キャプテン・アメリカ(スティーブ・ロジャース)
アイアンマン(トニー・スターク)
ブラック・ウィドウ(ナターシャ・ロマノフ)
ウィンター・ソルジャー(バッキー)
ファルコン(サム・ウィルソン)
ウォーマシン(ジェームズ・“ローディ”・ローズ)
ホークアイ(クリント・バートン)
ブラックパンサー(ティ・チャラ)
ヴィジョン
スカーレット・ウィッチ(ワンダ・マキシモフ)
アントマン(スコット・ラング)
スパイダーマン(ピーター・パーカー)
素晴らしいのはこれらのヒーローたちが、ちゃんと個性がハッキリしていて一目でわかるということ。見た目も武器も性格もバラバラ。むしろこの面々が一緒に世界を救う仕事をしていることが奇跡なくらいなんですが…。
本作は一応、「キャプテン・アメリカ」シリーズの第3弾。しかし、タイトルに“キャプテン・アメリカ”とありますが、もはや『アベンジャーズ2.5(ver. キャプテン・アメリカ)』みたいなものと考える方がいいです。でも、ちゃんとキャプテン・アメリカの物語としても成立しているので、過去作も観ておくことでよりこの「喧嘩」に発展するまでの感情の変化がわかりやすくなると思います。
もうひとつの特徴はスパイダーマンの参戦です。スパイダーマンはマーベルではなくソニー・ピクチャーズが映画化権を保有しているのですが、今回特別に参加が決定しました。スパイダーマンがアベンジャーズの面々にどう絡むのかも見どころです。ちなみに今までの「スパイダーマン」シリーズの映画は関係ありませんし、キャラも別なので、忘れてください。

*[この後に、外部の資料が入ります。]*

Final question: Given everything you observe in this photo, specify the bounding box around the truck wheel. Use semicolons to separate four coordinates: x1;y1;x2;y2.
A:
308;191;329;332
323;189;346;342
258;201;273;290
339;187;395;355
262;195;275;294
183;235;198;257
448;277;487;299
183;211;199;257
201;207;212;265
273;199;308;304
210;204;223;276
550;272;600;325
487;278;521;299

正直いってマーベル映画を見ていない人には「?」が多くなる内容かもしれません。それでも難しい映画ではないので全く楽しめないということはないし、頭をすべて無にしてもまるで遊園地のアトラクションのように満喫できるエンタメです。
喧嘩という名のお祭りにぜひ参戦しましょう。
『シビル・ウォー キャプテン・アメリカ』感想(ネタバレあり)
あらすじ(前半):分断するヒーローたち
1991年、ヒドラの秘密施設。第二次世界大戦中に捕らえられたジェームズ・ブキャナン・“バッキー”・バーンズは「ウィンター・ソルジャー」として改造され、洗脳を受けていました。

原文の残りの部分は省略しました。